In a heartwarming callback to the absurdly low-stakes controversies of the Obama era, the State Department is making extremely small waves by officially retiring the old workhorse Times New Roman font from official communications. It will be succeeded by Calibri, a font best known now for being publicly retired in 2021.
Really though, there is no furore (let alone furor) about this, since if anyone cares enough about fonts to say anything, they probably are so tired of TNR by now that their only complaint would be “what took so long?” But it’s funny that it’s in the news at all.
The Washington Post learned of the change from a leaked cable sent by Secretary of State Anthony Blinken — not quite the operational security I’d hoped for from them, but we would have found out soon enough. The reason for the change is accessibility and readability: a sans serif font (that is, without the little bits on the ends of letters) is considered by many to be easier to read at smaller sizes on digital devices, especially for those with vision impairments.
It’s a laudable goal, even if it isn’t quite that simple: a more readable font is a good idea, but accessibility needs to be built into processes from the ground up, not as a layer on top.
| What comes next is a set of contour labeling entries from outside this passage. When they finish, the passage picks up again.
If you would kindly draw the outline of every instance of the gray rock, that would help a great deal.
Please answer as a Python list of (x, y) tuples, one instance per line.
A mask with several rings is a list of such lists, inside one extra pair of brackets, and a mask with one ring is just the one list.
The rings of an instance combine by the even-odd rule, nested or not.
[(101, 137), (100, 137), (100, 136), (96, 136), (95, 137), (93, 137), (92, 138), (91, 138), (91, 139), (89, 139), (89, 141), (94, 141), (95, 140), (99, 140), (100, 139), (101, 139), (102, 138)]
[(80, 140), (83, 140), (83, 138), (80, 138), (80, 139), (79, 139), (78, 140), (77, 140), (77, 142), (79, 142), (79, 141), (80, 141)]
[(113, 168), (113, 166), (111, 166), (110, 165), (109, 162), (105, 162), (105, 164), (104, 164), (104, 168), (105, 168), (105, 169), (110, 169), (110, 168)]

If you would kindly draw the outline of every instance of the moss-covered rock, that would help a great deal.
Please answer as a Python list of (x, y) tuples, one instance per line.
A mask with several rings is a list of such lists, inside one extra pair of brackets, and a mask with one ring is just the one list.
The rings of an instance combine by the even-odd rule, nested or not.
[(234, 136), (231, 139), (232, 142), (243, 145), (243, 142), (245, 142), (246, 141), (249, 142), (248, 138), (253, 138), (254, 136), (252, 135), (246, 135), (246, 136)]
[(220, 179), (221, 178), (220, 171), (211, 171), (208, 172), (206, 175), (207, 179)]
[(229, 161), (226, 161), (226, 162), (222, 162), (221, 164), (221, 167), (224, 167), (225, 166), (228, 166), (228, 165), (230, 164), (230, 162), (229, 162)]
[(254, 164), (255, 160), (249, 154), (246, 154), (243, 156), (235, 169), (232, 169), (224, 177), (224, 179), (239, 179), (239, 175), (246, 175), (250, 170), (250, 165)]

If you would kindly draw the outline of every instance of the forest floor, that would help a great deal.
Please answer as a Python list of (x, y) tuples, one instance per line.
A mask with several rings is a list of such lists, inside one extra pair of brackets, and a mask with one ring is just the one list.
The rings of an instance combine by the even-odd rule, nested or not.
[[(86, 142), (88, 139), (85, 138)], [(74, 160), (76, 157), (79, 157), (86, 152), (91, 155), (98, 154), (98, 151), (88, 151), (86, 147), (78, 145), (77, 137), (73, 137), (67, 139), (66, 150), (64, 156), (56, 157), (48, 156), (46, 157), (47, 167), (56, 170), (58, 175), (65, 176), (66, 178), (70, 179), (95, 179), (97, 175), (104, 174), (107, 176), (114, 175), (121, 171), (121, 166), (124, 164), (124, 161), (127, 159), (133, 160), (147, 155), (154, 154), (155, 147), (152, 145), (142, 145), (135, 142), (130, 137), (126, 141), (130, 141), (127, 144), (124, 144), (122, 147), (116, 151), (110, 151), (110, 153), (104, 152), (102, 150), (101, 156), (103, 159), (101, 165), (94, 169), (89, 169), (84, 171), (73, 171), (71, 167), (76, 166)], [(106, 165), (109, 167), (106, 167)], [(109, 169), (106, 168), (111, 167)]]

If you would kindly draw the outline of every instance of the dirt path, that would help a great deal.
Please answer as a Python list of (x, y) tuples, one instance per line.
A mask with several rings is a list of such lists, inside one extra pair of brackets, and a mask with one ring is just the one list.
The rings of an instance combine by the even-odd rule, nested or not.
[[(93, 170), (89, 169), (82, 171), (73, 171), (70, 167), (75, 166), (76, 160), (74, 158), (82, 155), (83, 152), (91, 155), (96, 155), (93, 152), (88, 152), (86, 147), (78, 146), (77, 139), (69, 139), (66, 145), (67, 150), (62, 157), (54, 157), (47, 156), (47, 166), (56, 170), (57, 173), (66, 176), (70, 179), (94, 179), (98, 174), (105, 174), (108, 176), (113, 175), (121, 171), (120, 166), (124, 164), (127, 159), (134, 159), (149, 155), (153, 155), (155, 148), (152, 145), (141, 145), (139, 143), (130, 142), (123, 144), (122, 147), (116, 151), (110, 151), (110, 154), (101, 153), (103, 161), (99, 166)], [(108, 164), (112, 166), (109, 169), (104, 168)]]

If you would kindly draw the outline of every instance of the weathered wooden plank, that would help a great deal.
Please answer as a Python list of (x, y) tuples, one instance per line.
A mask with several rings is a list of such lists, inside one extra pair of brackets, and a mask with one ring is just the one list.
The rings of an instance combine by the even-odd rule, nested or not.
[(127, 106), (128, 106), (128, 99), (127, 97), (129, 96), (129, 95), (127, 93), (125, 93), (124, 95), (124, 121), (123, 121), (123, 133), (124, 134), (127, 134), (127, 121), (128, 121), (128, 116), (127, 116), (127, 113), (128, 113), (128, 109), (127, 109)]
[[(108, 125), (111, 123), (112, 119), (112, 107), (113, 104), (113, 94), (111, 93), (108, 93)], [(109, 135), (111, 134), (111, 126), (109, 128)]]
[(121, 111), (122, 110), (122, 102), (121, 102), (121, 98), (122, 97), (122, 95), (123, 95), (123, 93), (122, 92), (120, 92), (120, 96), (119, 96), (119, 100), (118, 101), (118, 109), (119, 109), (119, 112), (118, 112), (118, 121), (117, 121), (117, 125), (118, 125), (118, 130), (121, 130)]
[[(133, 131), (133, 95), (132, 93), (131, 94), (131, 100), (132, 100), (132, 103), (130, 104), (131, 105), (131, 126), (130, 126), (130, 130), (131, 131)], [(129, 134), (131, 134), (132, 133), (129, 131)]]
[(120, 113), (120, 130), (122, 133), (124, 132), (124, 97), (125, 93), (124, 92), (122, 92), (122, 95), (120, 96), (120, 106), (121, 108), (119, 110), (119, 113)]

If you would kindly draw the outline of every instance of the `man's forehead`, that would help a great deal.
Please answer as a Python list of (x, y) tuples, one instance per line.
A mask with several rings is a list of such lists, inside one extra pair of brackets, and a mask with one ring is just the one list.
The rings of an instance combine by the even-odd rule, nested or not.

Still, small steps count too.
Funnily enough, the State Department is taking the same step Microsoft did way back in 2007, when it itself replaced Times New Roman with the then-new Calibri as the default font for documents. The reasoning was largely the same: serif was more readable and people weren’t printing as much.
But that was a long time ago, and Calibri is now on its way out for various reasons, perhaps for its distastefully attenuated terminators. It’s not like it’s going to be purged from the Earth or anything like that — “not the default” isn’t a death sentence — but it’s definitely a bit strange to pick it as your “new,” highly official font given the circumstances.
It’s understandable that the federal government would generally prefer a product that’s been proven over many years of use. I don’t really expect them to switch to Roboto, or Source Sans, or even my preferred font out of the Microsoft replacements, Bierstadt. Although this one based on gerrymandered districts might have been appropriate:
It’s just that there’s actually a font made for this purpose: Noto. The collaboration between mega-foundry Monotype and Google is a totally free sans-serif font that was built from the ground up to accommodate all languages, symbols, and ordinary typography needs. It’s great for any government application that might need to be printed in several languages, but even more so for the wide-ranging State Department. But perhaps they have their reasons for preferring a Microsoft default to a comparatively exotic Google typeface. “Keep It Simple, State.”
Design fluency is not really a federal strength, but they seem to be improving — better than many state governments, I must say, which often have agency and official pages that look straight out of 2007 themselves. In this case swapping to a more suitable font, even if it’s aged and uncool, is a good move and perhaps the trickle that precedes a flood of good, thoughtful design — of which accessibility is a part and a consequence, not just a component.